Italian jurist and politician (1905–1997)

Giacinto Bosco (25 January 1905 – 11 October 1997) was an Italian jurist, academic and politician from the Christian Democrats. He held various ministerial posts from 1960 to 1972. After retiring from politics he served as a judge at the Court of Justice of the European Union between 1976 and 1988.

==Early life and education==
Born on 25 January 1905 in Caserta Bosco obtained a PhD in law from the University of Naples in 1925.

==Career==
Bosco worked as a deputy secretary at the Ministry of Foreign Affairs in the period 1927–1932. He became a professor of international law at the University of Rome and the dean of the Faculty of Law at the University of Urbino in 1932. He worked as a full professor of international law at the University of Florence (1933–1940) and at the University of Rome (1940–1975).

Bosco was a member of the Christian Democrats and was a close ally of Amintore Fanfani.
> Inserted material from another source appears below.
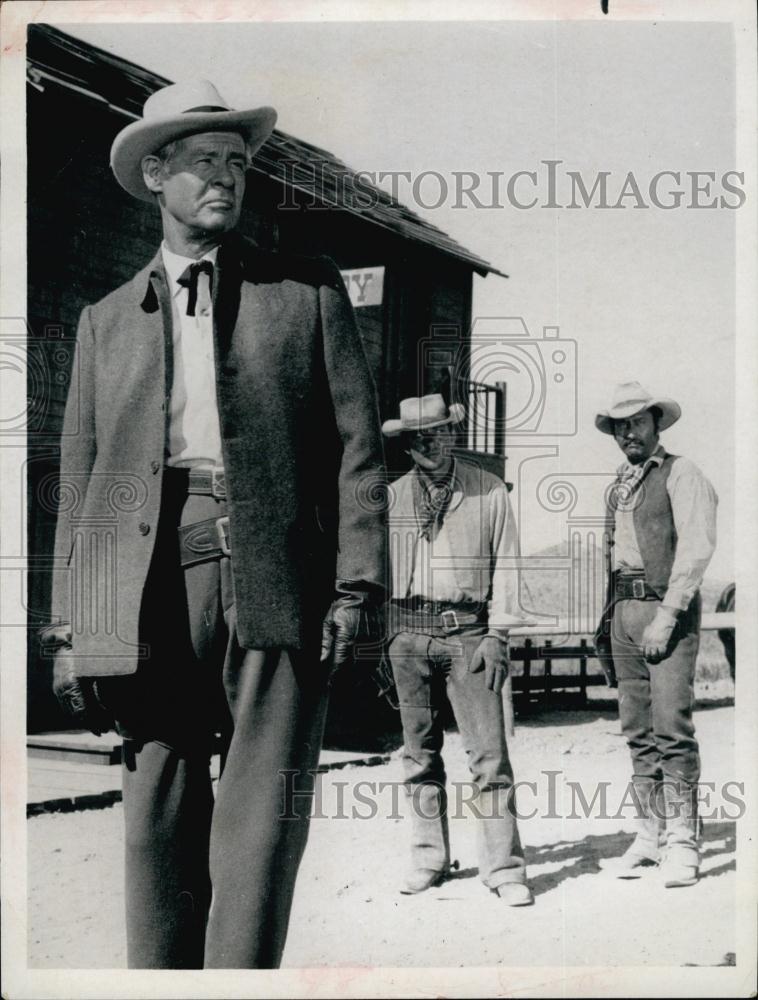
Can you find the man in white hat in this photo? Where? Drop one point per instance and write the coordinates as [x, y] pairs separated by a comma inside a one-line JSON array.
[[662, 522], [453, 544], [214, 563]]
In the 1960s they were part of the same faction within the party. Bosco served as a senator in the period 1948–1972 for the Christian Democrats. He was the state secretary at the Ministry of Defense (1953–1958), vice president of the Senate (1958–1960). From 1960 Bosco held several cabinet posts: minister of education (1960–1962); minister of justice (1962–1963); minister of labor and social security (1963–1964 and 1966–1968); minister without portfolio for United Nations affairs (1968–1969 and 1970); minister of finance (1969–1970) and minister of posts and telecommunications (1970–1972). He served as a judge at the Court of Justice of the European Union from 7 October 1976 to 6 October 1988.

==Death==
Bosco died in Rome at the age of 92 on 11 October 1997.